Теперь открытый зев калитки холодил спину липким страхом, а лес тревожно шумел, словно там притаились огромные, вздыхающие мерно животные.
Дом выглядел пустым — только на двери не висел амбарный замок, и шинель на окне чуть сбилась в сторону.
— А вдруг там живет Фишер? — зашептала сестра-Ася. — Прячется от милиции.

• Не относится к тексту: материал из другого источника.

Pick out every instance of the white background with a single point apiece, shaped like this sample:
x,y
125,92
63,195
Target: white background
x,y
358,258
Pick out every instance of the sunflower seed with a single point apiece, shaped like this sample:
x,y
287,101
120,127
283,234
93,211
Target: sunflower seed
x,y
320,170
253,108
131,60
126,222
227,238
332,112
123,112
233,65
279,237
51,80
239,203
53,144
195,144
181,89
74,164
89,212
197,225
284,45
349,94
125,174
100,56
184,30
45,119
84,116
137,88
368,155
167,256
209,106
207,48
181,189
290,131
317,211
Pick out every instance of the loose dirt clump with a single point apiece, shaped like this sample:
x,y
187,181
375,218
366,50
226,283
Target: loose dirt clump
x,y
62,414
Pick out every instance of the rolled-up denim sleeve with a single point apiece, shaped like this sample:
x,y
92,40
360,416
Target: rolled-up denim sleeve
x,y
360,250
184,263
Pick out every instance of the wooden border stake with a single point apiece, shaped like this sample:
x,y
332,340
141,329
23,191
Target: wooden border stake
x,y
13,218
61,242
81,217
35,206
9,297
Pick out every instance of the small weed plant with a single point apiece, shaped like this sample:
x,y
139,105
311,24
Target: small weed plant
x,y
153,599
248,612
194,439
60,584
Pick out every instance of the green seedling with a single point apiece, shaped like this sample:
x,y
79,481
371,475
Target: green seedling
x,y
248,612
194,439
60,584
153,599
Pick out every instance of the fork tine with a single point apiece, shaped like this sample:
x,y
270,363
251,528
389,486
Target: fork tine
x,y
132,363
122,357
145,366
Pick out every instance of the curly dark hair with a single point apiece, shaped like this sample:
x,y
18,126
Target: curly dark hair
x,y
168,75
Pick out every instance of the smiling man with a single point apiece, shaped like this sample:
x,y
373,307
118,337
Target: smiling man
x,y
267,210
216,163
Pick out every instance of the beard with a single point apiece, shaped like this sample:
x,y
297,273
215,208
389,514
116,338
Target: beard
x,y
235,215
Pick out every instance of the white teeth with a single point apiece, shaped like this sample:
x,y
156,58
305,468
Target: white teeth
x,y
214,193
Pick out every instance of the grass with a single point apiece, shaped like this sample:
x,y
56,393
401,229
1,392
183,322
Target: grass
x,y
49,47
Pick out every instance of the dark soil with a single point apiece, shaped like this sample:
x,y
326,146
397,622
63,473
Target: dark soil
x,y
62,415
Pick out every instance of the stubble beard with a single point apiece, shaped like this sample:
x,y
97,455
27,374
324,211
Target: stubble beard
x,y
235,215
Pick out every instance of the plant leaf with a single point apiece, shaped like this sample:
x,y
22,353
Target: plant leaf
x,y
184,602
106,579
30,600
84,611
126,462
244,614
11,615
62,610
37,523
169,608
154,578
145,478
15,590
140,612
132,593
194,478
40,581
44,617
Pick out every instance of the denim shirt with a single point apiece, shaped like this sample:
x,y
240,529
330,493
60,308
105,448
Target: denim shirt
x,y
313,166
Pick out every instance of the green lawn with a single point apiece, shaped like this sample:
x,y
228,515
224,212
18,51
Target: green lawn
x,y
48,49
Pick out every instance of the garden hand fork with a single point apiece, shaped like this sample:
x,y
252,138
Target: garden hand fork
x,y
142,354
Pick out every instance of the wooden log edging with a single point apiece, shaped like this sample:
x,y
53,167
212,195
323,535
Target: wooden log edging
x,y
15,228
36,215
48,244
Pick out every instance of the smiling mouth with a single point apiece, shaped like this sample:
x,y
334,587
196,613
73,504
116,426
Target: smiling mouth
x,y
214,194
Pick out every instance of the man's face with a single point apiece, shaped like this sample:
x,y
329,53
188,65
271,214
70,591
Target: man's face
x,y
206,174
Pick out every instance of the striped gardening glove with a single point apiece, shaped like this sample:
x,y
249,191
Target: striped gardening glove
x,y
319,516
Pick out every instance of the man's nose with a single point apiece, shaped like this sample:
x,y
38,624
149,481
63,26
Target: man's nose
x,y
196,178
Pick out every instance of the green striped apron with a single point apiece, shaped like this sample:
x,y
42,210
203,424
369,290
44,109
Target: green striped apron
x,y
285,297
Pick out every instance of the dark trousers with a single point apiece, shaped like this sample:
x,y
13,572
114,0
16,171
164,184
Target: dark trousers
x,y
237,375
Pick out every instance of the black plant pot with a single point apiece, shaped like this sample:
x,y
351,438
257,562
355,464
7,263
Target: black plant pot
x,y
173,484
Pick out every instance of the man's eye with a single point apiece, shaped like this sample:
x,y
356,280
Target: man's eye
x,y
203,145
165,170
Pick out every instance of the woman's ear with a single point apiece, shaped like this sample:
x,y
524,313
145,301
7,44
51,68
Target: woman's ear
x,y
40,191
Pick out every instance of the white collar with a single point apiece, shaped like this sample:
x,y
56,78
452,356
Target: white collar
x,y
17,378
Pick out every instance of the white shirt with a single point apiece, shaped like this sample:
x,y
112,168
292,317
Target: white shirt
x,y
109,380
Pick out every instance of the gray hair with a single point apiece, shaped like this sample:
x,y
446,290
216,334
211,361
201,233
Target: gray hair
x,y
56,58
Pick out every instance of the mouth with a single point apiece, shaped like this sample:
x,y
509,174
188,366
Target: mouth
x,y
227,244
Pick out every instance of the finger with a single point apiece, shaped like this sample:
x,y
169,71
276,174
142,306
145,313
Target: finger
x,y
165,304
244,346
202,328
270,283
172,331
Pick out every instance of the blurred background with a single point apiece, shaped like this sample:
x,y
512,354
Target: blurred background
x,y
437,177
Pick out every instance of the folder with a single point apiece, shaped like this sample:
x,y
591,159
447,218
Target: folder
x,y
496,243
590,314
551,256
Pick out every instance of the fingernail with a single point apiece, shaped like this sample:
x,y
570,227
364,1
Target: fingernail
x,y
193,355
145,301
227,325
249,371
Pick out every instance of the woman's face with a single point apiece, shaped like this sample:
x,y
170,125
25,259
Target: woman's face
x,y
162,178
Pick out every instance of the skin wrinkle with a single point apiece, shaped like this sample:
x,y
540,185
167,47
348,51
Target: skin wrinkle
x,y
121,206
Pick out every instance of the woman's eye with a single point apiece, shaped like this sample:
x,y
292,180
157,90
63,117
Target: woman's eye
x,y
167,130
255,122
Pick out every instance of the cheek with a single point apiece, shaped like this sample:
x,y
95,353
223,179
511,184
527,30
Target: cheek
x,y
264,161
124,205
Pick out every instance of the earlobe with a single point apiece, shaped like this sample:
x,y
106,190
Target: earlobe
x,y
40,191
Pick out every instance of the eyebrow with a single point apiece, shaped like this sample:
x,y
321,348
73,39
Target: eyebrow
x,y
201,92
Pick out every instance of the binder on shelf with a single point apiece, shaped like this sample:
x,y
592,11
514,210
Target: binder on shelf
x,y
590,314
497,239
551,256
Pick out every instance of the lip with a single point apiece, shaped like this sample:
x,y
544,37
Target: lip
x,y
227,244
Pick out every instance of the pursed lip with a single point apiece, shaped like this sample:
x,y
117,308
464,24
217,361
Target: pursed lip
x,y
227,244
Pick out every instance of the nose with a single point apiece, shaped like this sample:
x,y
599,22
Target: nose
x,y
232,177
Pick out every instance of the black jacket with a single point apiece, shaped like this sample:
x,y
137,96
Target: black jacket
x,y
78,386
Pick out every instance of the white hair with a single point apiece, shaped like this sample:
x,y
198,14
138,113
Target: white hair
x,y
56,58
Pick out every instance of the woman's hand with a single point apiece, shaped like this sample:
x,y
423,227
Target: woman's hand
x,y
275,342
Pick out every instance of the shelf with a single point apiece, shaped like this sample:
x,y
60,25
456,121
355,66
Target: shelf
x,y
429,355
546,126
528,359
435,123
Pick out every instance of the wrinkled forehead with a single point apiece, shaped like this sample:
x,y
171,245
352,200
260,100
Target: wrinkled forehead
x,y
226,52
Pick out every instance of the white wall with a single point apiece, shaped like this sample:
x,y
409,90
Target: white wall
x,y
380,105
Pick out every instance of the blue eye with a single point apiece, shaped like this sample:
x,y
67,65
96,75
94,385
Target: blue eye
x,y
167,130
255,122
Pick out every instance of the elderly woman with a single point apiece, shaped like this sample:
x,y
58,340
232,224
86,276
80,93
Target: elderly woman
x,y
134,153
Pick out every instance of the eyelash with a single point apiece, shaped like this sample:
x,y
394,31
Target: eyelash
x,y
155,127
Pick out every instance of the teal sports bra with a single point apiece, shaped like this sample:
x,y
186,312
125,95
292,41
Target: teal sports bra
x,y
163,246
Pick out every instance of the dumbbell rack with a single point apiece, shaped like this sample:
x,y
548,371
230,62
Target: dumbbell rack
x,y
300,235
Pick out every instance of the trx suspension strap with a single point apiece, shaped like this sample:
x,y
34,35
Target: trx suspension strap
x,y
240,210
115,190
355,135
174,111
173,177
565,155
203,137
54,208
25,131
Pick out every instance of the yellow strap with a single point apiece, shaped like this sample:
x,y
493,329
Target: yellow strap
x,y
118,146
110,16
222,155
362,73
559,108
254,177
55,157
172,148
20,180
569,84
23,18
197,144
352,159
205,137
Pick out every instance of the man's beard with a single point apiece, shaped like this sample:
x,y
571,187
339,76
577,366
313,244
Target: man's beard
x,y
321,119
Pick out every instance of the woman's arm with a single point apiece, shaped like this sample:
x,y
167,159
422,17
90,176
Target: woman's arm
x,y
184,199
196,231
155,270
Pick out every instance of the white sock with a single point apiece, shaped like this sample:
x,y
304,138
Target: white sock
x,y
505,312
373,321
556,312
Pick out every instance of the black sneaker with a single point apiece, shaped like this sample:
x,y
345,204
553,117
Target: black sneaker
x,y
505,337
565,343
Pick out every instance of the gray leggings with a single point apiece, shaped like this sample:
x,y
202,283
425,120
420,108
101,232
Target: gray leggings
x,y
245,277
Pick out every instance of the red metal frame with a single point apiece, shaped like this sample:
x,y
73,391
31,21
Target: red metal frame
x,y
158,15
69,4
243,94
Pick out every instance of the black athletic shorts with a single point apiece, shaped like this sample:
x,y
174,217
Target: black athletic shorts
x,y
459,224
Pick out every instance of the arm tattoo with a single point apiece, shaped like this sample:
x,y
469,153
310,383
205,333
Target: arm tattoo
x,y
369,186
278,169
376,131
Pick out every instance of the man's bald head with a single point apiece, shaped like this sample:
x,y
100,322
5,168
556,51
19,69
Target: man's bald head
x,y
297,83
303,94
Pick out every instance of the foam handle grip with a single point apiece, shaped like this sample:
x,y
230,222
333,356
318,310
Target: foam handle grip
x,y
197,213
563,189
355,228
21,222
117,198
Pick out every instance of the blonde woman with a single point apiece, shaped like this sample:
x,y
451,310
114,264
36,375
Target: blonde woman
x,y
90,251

Об этом мы и не подумали. Но было поздно. Все, все, что было у меня внутри, — и сердце, и все остальное — ухнуло и застряло где-то внизу. Симка подполз по-пластунски по дырявой веранде к двери и тихонько отворил ее. Отступать было некуда.
Внутри Дома жила древняя полутьма — в ней тонули контуры дверей, ржавого верстака и железных мисок, сложенных грязной горкой у входа. Вдали, в глубине комнат, желтой точкой горела свеча. Полутьма сначала затопала, зашебуршилась и вышла к полоске света большим ежом.
Мы не могли сдвинуться с места и почти не дышали — только сестра-Ася неровно сопела у меня за спиной. Из чрева Дома, щурясь на свет, вышел дед в старом тренировочном костюме, синем, с лампасами и пузырями на коленках. В узловатой сухонькой руке — топорик, седые волосы — белой шапкой.
Пашка дернулся — будто наконец-то испугался и решил бежать.
— Куда? — грозно сказал дед. — Набедокурили и свистать?
— Это Фишер, точно Фишер, — заныла сестра-Ася.
— Извините, — прошептала Полинка. Она всегда была очень вежливая.
Симка уставился на дедов топорик и никак не мог отвести от него глаз.
Дед поставил топорик в угол и как-то буднично сказал:
— Никому чтоб не слова. А то меня выгонят. Входите и дверь хорошо прикройте.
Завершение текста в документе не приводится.